Mit keinem anderen Verkehrsmittel (Busse einmal ausgenommen) lernt man Land und Leute besser kennen als wenn man mit dem Zug reist. Und dabei wählt man am besten auch mal Regionalzüge um dies noch zu intensivieren. Auch wenn man oft die Sprachbarrieren mangels einer noch gar nicht erfundenen Übersetzer-App mit den sprichwörtlichen „Händen und Füßen“ überwinden musste, es klappte am Ende immer und man hatte richtig Spaß dabei.
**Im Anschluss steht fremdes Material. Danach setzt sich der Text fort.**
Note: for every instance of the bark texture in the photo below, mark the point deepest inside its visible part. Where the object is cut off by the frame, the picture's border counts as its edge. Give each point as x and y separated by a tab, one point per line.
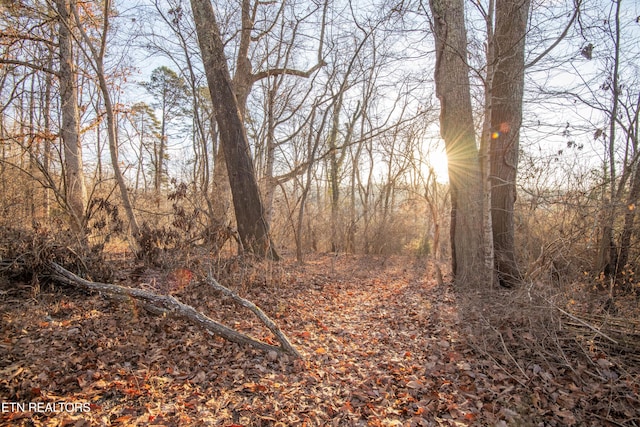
506	118
69	131
252	227
457	130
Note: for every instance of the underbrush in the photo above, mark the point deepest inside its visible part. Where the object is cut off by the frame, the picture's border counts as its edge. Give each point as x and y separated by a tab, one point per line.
577	357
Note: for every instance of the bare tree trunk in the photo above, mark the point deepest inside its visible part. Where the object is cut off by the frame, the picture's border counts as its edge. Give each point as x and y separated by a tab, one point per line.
485	141
98	65
608	262
457	130
252	227
75	190
506	118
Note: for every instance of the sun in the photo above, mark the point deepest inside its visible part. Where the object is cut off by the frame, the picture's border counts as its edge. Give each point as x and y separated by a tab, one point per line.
436	159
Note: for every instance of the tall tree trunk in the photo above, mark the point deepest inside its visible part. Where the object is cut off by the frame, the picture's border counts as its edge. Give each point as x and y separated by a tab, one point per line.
485	142
252	227
506	118
75	190
607	260
98	65
457	130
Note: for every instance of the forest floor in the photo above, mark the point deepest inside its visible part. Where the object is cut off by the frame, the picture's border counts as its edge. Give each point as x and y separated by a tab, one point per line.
383	345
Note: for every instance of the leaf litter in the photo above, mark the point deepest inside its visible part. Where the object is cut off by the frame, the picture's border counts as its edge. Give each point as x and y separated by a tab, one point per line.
382	345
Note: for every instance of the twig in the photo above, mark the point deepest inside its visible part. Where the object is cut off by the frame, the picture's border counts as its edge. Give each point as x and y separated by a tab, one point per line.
169	305
577	319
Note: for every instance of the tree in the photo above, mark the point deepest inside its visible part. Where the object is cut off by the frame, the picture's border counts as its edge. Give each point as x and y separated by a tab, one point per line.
96	54
506	92
171	94
76	192
457	130
252	227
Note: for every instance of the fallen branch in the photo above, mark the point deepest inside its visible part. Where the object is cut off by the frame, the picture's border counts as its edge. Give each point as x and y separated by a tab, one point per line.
270	324
169	305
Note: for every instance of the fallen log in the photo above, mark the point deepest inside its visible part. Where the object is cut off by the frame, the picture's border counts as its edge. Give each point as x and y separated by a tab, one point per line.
171	306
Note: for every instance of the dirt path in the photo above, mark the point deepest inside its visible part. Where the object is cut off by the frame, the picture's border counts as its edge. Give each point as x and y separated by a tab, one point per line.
382	345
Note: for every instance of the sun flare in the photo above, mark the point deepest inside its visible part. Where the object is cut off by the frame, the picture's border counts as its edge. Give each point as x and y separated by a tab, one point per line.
437	160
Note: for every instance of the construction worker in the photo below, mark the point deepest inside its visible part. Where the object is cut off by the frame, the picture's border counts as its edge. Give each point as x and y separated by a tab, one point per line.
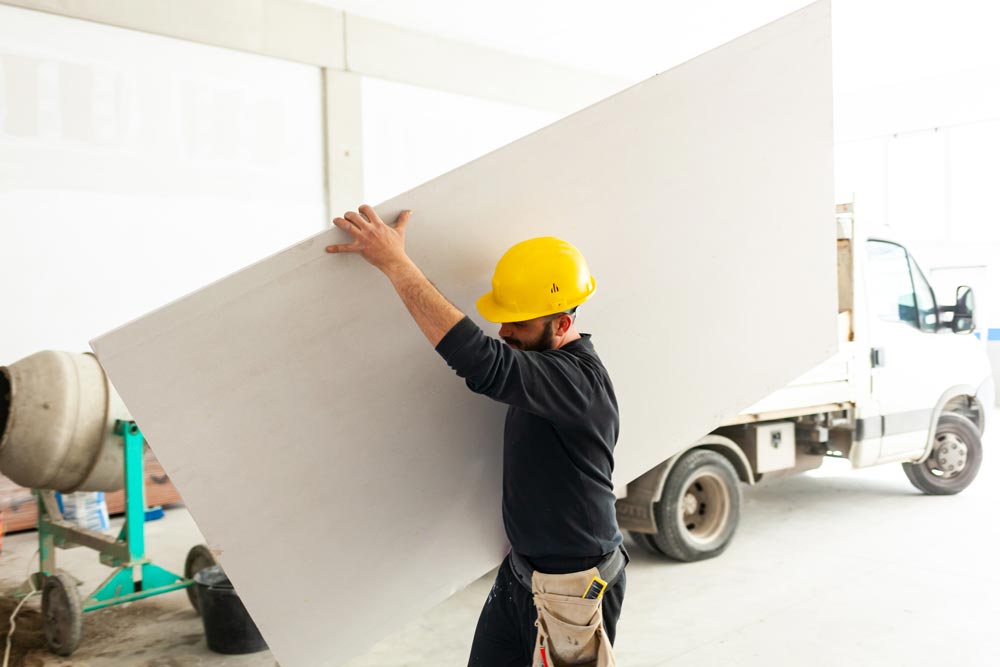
561	428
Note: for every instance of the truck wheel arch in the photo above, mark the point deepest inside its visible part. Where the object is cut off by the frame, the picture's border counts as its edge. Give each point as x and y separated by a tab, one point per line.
645	491
960	400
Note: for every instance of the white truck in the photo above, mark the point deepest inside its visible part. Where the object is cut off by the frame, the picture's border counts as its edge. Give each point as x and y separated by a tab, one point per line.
910	384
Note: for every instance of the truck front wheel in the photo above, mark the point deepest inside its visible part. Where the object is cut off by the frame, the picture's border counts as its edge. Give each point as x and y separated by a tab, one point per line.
954	461
700	507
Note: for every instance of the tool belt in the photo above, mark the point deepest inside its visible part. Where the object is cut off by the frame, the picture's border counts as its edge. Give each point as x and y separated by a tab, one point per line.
570	626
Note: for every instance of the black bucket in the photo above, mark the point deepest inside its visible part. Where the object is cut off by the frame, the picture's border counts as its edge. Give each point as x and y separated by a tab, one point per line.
228	627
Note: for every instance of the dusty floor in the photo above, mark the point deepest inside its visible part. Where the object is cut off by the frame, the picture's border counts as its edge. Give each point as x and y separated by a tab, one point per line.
835	568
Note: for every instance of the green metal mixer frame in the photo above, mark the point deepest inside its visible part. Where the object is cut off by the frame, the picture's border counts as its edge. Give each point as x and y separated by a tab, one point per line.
134	576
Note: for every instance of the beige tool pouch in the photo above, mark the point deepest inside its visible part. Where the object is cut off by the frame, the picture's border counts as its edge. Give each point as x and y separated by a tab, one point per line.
570	627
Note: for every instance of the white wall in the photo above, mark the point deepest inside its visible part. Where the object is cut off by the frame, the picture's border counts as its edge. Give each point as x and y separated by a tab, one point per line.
127	163
412	134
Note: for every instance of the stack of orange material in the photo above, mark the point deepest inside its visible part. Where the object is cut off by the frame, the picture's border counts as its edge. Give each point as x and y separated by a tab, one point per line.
18	510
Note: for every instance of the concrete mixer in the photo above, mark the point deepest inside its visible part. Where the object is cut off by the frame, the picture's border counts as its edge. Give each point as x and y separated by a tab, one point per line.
63	428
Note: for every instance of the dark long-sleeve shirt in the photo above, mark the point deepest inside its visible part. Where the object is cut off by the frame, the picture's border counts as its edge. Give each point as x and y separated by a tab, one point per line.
559	439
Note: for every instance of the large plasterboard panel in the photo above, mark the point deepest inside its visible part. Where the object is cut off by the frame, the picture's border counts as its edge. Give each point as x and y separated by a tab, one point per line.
351	480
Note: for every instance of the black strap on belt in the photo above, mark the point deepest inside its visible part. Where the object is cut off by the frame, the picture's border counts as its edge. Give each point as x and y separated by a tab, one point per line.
610	567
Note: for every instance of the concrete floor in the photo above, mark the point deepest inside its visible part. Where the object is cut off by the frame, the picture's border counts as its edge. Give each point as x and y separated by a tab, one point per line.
837	567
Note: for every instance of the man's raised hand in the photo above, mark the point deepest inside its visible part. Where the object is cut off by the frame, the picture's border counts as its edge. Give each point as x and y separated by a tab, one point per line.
381	245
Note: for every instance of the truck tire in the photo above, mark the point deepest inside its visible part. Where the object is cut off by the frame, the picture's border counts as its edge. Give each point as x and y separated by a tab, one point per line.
699	510
953	463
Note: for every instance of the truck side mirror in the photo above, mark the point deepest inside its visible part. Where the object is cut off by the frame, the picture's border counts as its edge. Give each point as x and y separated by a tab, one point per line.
964	319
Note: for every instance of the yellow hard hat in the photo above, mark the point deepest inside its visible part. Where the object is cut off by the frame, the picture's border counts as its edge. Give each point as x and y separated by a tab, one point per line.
537	277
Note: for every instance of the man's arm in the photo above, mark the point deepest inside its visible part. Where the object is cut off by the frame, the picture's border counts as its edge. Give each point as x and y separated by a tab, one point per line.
383	247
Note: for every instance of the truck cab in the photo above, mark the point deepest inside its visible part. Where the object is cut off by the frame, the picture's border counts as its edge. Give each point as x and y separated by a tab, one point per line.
910	384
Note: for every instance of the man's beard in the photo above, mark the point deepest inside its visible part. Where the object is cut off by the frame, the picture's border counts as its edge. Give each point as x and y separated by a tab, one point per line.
544	342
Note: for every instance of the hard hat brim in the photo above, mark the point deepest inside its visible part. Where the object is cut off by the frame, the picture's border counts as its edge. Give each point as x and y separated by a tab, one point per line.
494	312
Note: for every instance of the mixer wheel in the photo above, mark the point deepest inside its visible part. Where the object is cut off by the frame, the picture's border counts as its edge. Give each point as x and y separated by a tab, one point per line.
198	559
62	614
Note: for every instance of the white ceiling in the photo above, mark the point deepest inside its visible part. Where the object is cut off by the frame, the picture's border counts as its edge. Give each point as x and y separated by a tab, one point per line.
877	42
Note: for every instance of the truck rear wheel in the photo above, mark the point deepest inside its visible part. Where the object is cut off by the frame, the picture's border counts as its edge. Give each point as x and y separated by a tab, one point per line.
953	463
699	510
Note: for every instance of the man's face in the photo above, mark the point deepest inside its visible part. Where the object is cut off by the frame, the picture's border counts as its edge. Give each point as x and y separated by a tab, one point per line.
531	335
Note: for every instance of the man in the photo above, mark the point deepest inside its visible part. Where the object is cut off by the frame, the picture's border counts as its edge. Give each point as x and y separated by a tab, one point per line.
561	427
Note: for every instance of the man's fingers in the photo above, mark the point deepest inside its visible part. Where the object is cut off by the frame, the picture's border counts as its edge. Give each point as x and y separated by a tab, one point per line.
345	247
369	214
401	221
357	220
Gestartet in Augsburg war das erste Ziel erst mal Italien, über Mailand und Florenz in die Hauptstadt nach Rom.

Am Mailänder Dom hatte ich die von einigen Leuten vorhergesagte Taschendiebmentalität einiger Italiener mal etwas näher „ausgelotet“. Auf den Stufen zur Kathedrale ist immer sehr viel los und als ich diese hinauf stieg hatte ich in meiner rechten Gesäßtasche eine alte Geldbörse stecken. Diese hatte ich so platziert, dass man sie gerade eben noch so stecken sah. Oben am Dom angekommen war die Geldbörse weg und das natürlich ohne dass ich davon auch nur ansatzweise etwas mitbekommen hätte. Der Mythos in den Achtzigern vom italienischen Taschendieb  – er war eindeutig bestätigt worden.

In der Geldbörse war nur ein gefalteter Zettel von mir mit den Worten „questa volta sei sfortunato“ was so viel bedeutet wie „diesmal haste Pech gehabt“. Ja, ein bisschen böse war ich damals auch schon veranlagt – denjenigen gegenüber, dies es eben nicht besser verdient hatten!

Weiter führte die Route entlang der italienischen Riviera nach Frankreich (Monaco/Nizza) und einem „Abstecher“ nach Genf bis an die französische Atlantikküste nach Hendaye. Dort begann dann die mit 1100 km längste Fahrt, runter nach Lissabon und später weiter bis Lagos (Portugal, Algarve). Unterwegs auch mal in Gesellschaft von etlichen Hühnern die im Abteil mitfuhren – warum auch nicht. Andere Länder, andere aber interessante Gepflogenheiten.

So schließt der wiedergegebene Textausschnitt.